By the time I realized she planned to shoot for the blog, I'd caught a sinus infection from one of my friends and was too miserable and exhausted to put any effort into my appearance. Out came my most beloved six year old Free People dress and my child-sized rain boots (I think the reflectors on the back of them really add a certain je ne sais quoi to my outfit) and my favorite, most comfortable oversized glasses. I didn't even glance twice at my makeup bag. To cap it all off, it started raining early in the morning, so my hair ended up attaining Hermione Granger levels of bushiness. There was no way this would end well. I literally specified that she should avoid my face and figured that I'd throw a few strategically cropped detail shots into another post.
However, photographers are a law unto themselves and by the time I got the photos back I realized that there were dozens that were just...me. Portraits, closeups, full outfit shots - you name it, I had it. And I looked just as awful as I'd feared in pretty much all of them. If you're tempted to jump in and contradict me, don't bother, because I'm really, really not fishing for compliments. I realize that I was sick, not wearing any makeup, disinterested in posing for anything, and had slept maybe 7 of the preceding 48 hours and that those are all socially acceptable excuses for not looking your best in photos. That's not the point.
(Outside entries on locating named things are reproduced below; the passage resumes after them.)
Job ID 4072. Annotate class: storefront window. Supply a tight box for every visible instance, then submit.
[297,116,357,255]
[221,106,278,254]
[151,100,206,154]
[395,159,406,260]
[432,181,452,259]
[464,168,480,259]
What's really been bothering me is how deeply I was affected by seeing all of these photos of myself at my very worst. As a brown girl, I've always had a very complicated relationship with mainstream beauty ideals. Once I ended a friendship a few months ago with a very dear but superficial friend my sense of self became a lot healthier. It was sort of amazing how quickly I stopped obsessing over my appearance once I removed myself from that toxic little bubble, but one set of unflattering photos was enough to send me right back to feeling worthless because I'm not tall/thin/curvy/white/adjective adjective adjective enough to be a model.
It seemed disingenuous to pretend that I'm some sort of perfect alien creature that never feels insecure when the mental slump I was in could be attributed to these photos more than to the combined pressures of midterms, primaries, volunteering, tutoring, work, and the sinus infection that still hasn't cleared up combined. So, I don't know if I'll keep this up, I don't know if anyone will even read it, and I have no idea if those of you who do read all this text will relate to it, but if even one person feels a little better about themselves because I was honest on my little corner of the internet then I guess something worthwhile will have come of my all my anxiety.